Запись номер МХХР-24-ССВА-003

Отче!

К стопам твоим припадаю, ибо наказан безвинно!

Примархом нашим епитимья на слугу твоего ничтожного наложена!

И было б за что! Нет вины за мной! Ведь как было всё — направил Примарх меня за обустройством места лобного наблюдать. За монтажом оного.

А строители, старшим над которыми Примархом был поставлен брат Кирриус — ошиблись. Не иначе тёмные силы их попутали — портал, со словами Твоими, про Огненное Очищение, они на почти на стопу священную ниже возвели.

Их ошибка?

Несомненно!

Я так, брату Примарху и доложил — мол всех их к дознавателям отправить надо — налицо злонамеренное искажение воли Всеблагого.

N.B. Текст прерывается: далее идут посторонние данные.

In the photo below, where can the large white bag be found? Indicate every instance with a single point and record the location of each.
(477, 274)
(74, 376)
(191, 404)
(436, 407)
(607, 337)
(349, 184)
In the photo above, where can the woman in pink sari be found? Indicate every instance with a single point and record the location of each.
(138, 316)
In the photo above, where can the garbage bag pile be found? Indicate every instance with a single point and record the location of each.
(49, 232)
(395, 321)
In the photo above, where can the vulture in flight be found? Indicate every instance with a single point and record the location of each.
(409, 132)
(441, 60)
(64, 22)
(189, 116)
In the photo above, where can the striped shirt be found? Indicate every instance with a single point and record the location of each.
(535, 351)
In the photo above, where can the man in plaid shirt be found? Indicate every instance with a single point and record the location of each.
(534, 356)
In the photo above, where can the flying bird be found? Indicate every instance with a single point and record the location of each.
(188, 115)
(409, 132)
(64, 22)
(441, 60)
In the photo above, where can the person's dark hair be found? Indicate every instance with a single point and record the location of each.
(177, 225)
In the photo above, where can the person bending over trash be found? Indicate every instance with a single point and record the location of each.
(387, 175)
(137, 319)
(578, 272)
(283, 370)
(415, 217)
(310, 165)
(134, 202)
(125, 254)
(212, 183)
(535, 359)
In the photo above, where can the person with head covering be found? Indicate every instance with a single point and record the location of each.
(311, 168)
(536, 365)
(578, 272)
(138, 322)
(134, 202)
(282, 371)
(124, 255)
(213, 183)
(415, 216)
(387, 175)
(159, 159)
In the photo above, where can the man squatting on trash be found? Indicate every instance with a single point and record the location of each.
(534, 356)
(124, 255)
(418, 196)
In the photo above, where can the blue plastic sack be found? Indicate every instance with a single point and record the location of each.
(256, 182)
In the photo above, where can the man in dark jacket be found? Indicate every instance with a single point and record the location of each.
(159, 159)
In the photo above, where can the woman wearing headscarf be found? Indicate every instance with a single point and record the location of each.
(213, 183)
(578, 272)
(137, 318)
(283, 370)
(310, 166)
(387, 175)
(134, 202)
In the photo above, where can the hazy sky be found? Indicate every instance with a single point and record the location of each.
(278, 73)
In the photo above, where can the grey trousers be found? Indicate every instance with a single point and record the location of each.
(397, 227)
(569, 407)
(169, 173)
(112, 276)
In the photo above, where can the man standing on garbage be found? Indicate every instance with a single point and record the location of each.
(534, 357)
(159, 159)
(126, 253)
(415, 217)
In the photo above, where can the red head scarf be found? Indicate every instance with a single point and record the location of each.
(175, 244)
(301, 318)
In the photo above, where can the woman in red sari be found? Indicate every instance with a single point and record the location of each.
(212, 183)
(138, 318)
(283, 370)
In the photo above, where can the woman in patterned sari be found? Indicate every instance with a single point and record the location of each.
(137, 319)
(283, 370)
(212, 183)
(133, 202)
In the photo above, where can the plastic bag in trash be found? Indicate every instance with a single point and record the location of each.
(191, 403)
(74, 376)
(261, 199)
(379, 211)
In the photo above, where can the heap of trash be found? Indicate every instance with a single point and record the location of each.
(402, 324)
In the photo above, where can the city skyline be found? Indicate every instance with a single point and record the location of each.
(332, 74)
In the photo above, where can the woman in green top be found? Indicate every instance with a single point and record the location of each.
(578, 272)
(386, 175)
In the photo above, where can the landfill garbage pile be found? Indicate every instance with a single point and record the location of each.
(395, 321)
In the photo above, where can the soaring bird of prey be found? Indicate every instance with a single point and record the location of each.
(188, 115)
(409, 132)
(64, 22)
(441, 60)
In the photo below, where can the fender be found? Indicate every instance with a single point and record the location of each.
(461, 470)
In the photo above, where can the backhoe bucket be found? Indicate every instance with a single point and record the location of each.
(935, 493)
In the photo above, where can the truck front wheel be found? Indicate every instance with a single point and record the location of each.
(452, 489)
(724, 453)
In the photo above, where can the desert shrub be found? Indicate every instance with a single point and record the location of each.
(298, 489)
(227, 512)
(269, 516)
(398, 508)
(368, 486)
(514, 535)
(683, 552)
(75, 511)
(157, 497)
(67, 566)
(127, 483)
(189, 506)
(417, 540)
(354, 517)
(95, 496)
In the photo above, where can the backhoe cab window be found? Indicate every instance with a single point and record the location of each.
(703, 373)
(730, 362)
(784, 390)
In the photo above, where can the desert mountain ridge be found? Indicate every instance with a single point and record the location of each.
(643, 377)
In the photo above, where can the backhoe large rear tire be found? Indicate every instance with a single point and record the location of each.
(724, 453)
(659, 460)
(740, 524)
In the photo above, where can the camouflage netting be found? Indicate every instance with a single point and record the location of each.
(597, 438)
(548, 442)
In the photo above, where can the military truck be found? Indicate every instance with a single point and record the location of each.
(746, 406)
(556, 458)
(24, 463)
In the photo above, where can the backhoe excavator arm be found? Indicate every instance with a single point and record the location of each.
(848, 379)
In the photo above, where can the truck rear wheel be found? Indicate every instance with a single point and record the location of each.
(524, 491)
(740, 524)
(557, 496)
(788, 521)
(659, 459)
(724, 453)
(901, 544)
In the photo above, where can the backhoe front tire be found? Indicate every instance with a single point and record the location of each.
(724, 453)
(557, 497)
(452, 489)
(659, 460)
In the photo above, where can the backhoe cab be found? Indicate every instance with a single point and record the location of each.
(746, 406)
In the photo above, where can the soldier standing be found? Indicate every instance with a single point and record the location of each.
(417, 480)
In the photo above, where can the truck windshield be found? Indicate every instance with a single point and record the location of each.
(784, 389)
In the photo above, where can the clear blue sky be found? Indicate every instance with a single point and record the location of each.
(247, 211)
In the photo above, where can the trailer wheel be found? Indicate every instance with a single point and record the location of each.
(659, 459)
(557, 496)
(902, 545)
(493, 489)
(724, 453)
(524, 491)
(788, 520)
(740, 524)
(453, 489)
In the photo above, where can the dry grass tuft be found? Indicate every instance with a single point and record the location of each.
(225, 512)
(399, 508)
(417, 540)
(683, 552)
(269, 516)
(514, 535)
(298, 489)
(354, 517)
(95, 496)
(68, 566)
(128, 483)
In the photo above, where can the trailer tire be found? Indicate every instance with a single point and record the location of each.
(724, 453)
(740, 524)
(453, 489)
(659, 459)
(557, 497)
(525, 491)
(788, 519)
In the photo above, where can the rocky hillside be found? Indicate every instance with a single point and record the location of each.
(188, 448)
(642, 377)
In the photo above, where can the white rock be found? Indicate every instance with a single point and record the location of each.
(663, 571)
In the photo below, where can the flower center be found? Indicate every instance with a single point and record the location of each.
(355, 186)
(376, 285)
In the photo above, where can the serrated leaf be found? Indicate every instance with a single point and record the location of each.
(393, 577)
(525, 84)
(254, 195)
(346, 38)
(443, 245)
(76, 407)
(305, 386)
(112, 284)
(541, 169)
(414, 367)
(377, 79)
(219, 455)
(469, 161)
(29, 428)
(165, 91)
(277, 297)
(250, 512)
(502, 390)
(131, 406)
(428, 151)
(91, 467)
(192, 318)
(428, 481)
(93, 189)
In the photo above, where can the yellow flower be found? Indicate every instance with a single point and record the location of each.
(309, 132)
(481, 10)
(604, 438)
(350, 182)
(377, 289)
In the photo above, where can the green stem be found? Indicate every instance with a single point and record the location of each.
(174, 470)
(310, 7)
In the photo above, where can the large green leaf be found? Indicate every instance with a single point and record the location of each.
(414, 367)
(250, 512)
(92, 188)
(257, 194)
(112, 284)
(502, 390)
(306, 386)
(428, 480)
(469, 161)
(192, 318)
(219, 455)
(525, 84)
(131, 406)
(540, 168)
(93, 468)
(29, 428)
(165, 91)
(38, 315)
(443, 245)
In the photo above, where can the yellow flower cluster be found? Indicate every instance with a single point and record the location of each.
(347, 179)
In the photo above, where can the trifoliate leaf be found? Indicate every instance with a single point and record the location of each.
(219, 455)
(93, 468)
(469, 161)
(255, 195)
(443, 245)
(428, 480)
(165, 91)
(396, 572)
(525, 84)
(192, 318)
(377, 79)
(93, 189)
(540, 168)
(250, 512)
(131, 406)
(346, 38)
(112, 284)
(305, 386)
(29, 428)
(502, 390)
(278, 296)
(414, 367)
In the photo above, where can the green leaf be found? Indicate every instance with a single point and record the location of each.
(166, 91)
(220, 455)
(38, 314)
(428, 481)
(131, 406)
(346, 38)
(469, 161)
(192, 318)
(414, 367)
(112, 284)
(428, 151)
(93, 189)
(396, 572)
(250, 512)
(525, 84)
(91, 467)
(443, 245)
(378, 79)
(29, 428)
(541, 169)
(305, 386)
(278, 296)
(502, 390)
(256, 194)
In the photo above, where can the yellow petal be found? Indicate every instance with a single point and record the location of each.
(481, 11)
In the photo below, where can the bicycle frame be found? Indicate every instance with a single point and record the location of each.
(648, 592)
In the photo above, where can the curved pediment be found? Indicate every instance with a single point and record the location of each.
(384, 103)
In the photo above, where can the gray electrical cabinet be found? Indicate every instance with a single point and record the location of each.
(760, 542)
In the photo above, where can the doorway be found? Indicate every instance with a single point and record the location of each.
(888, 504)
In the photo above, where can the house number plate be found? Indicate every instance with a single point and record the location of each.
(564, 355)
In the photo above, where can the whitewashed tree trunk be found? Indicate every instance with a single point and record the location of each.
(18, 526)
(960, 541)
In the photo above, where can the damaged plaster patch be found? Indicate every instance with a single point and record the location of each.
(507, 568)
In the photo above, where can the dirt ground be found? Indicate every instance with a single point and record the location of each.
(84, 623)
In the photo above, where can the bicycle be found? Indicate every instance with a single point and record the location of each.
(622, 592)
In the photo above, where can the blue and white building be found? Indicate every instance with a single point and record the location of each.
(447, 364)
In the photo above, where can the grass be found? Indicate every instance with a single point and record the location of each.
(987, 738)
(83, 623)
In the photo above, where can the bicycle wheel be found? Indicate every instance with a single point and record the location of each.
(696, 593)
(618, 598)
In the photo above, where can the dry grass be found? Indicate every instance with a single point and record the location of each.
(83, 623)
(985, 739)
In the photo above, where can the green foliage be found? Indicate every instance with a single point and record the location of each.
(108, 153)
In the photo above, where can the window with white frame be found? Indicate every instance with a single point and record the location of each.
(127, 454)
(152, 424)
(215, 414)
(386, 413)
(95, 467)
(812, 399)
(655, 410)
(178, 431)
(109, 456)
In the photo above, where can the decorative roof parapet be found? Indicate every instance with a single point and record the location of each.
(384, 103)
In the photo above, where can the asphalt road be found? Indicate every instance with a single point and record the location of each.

А он мне — исправляй, других монтажников у меня нет. И как? Как исправлять-то?! Не столб же, аутодафный, укорачивать?

Святотатство!

В общем, Отче, вознеся молитвы Тебе, столб я вперёд выдвинул — так даже красивее вышло. На переднем плане еретики горят, а над ними, сзади, проступая сквозь дым и пламя, Слова Твои виднеются.

Только вот брат Примарх не оценил. Возругался, инициативу мою хуля и перед всеми братьями, епитимию огласил.

Три дня на воде. И, конечно же, в молитвах о воздарении мне мозгов — милостию Твоей.

Очень обидно было. Сам же, когда я монтажников наказать просил — напомнил о всеблагости и всепрощении Твоём, а как до меня дело дошло, так и не вспомнил.


Но я, сокрушаясь о неразумности своей — ибо кто я, брата старшего осуждать, наказание сие углубил.

Добавил спирт к воде.

Ибо горек он. Столь же горек, как мир наш, Тобою покинутый.

И вода. Как память о пресноте сущего, без взора твоего благодатного.

Брат Примарх лишь головой качал, когда братья меня из кельи выносили, да на ноги поставить пытались. Последнее — чтобы я самолично мысль сию — о спирте и воде, Примарху поведать смог.

Поведал, и, Отче, хорошо поведал — братья, все присутствующие тогда, воодушевились, слова мои услыхав. Даже сам Примарх проникся. А проникнувшись, отправил меня на поверхность — мы как раз над Кроксом Четыре были. С новой епитимией.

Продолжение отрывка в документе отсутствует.